No-one likes to speak ill of the referee because their job is hard enough as it is without the pressures of criticism. But the frequency with which these schoolboy errors are being made is getting out of hand.

A comment by Manchester United’s Sir Alex Ferguson after the Chelsea game on Sunday highlighted the way I have felt about referees for some time now.

What really killed my faith was the World Cup in 2006. There were more highlights in the officials’ gaffe column than there were on the playing field.

At that moment I turned away from the sport in disgust, an appetite spoilt by a poor assistant chef. But the artistry of players such as Thierry Henry, Lionel Messi, Cristiano Ronaldo and Andrei Arshavin, to mention but  a few, makes you want to believe. That it can all be stolen by a horror decision is sickening.

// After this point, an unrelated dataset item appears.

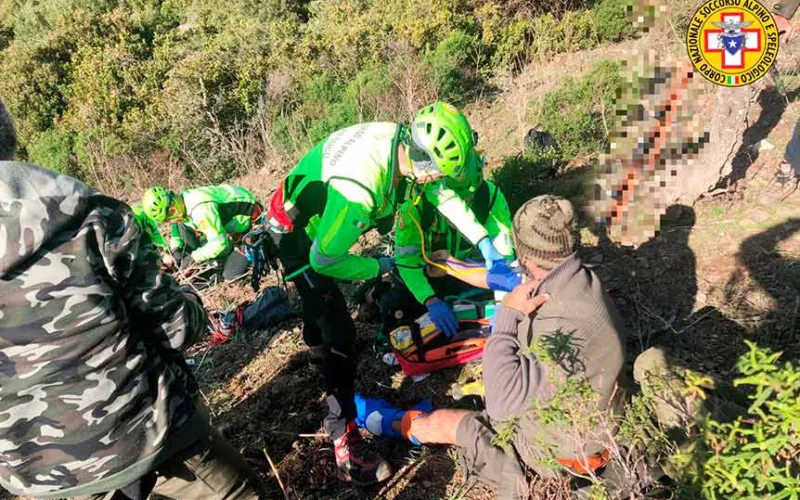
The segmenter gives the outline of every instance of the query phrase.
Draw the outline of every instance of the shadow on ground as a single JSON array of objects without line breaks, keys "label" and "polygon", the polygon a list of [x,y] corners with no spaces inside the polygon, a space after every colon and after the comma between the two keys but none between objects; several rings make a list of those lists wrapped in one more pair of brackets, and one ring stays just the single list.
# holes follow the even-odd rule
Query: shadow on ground
[{"label": "shadow on ground", "polygon": [[[800,359],[800,260],[791,257],[792,250],[778,251],[781,243],[794,241],[796,252],[800,219],[744,240],[737,268],[713,304],[697,297],[696,259],[688,244],[694,224],[691,207],[673,205],[660,233],[638,249],[605,240],[586,252],[626,320],[629,361],[658,346],[683,368],[709,375],[727,390],[738,376],[745,339],[784,351],[782,359]],[[758,292],[767,299],[756,301]]]},{"label": "shadow on ground", "polygon": [[[790,245],[784,252],[782,244]],[[768,310],[739,302],[743,314],[760,314],[754,340],[762,347],[783,351],[783,360],[800,360],[800,218],[775,225],[747,238],[736,255],[749,277],[770,299]],[[793,257],[792,257],[793,256]],[[730,300],[736,300],[746,279],[737,270],[726,285]],[[752,286],[752,285],[751,285]]]},{"label": "shadow on ground", "polygon": [[766,139],[778,125],[786,111],[787,100],[793,101],[796,98],[797,92],[784,96],[775,87],[766,88],[759,93],[757,102],[761,107],[761,113],[758,120],[745,130],[741,146],[731,161],[731,173],[720,179],[717,187],[727,187],[747,176],[748,169],[760,155],[760,148],[754,146],[757,146],[762,139]]},{"label": "shadow on ground", "polygon": [[625,318],[629,363],[659,346],[685,368],[729,379],[744,331],[714,306],[695,310],[696,258],[689,246],[695,218],[691,207],[672,205],[659,234],[638,249],[601,236],[587,261],[604,263],[596,271]]}]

In an age where defeat means a lot more for a wider range of people than before, you would think the officials would get it correct more often than not.

The argument for technology, or at best more assistants, is there for all to see. But FIFA, in its arrogant wisdom, continues to make a laughing stock of the beautiful game.

And then there is a holy grail they call technology that football’s governing body seems to treat like swine flu.

They don’t want to know, and some even put forth the misguided assertion that these contentious decisions make for good drama. But drama is life with the boring bits cut out, and of late we have been having more drama than life.

We spend so much time talking about the mistakes being made by refs that we have forgotten about the game altogether.

It's like a new phenomenon in entertainment where the man behind the scenes is becoming a bigger factor than the actor. It’s the case of the lighting assistant becoming the star of the show.

Players and managers only losing faith in the referees now? Mine was lost a while back!